Thursday, January 11, 2018
The Delaware Court of Chancery denied a motion seeking disclosure of privileged materials
It bears repeating what this Court has stated before: that Delaware Rule of Evidence 502(b)—codifying the attorney-client privilege—stands in contrast to the bulk of the Rules of Evidence. The latter are largely designed to promote the search for truth with respect to the matter litigated. Rule 502, by contrast, protects attorney client privilege in a way that is, in a narrow sense, inimical to that goal. In a broader sense, of course, the rule promotes justice by allowing free communication between client and counsel, a right which the Rules (and common sense) hold superior, in most instances, to the incremental advantage in the search for truth to be gained from invading the privilege.
Here, the Plaintiffs move for an order to compel production despite the privilege. There are situations where the search for truth or other meritorious interests are so compromised by maintenance of the attorney-client privilege that justice requires that the privilege yield. Strait is the gate and narrow the road to an order vitiating the privilege, however. The Plaintiffs rely on the so-called Garner and crime-fraud exceptions to the application of the privilege; for the reasons below, I deny the Motion to Compel to the extent that it relies on those exceptions.

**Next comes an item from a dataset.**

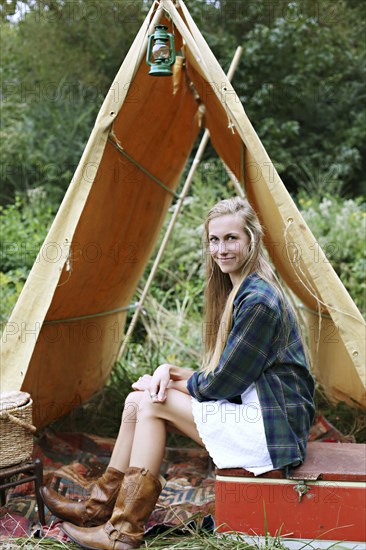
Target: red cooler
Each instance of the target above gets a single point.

The litigation alleges breach of fiduciary duties
I issued a Memorandum Opinion holding that the Complaint stated a claim against the Polk family for breach of fiduciary duties, but that it failed to do so as to the non-Polk family directors or Polk’s law firm and financial advisor. Before me now is the Plaintiffs’ Motion to Compel, which seeks production of documents that the Defendants have withheld on the basis of attorney client privilege and the work-product doctrine. The Plaintiffs argue that several of the entries on the privilege logs produced by the Defendants are deficient, and that in any event, all of the documents withheld as privileged should be produced under the Garner and crime-fraud exceptions...
The Garner exception is a judicially created doctrine founded on the recognition that “where the corporation is in suit against its stockholders on charges of acting inimically to stockholder interests, protection of those interests as well as those of the corporation and of the public require that the availability of the privilege be subject to the right of the stockholders to show ‘good cause’ why the privilege should not apply.” A corporation invokes the attorney-client privilege through its officers and directors; those individuals owe a duty to the stockholders to exercise the privilege in the best interests of the corporation.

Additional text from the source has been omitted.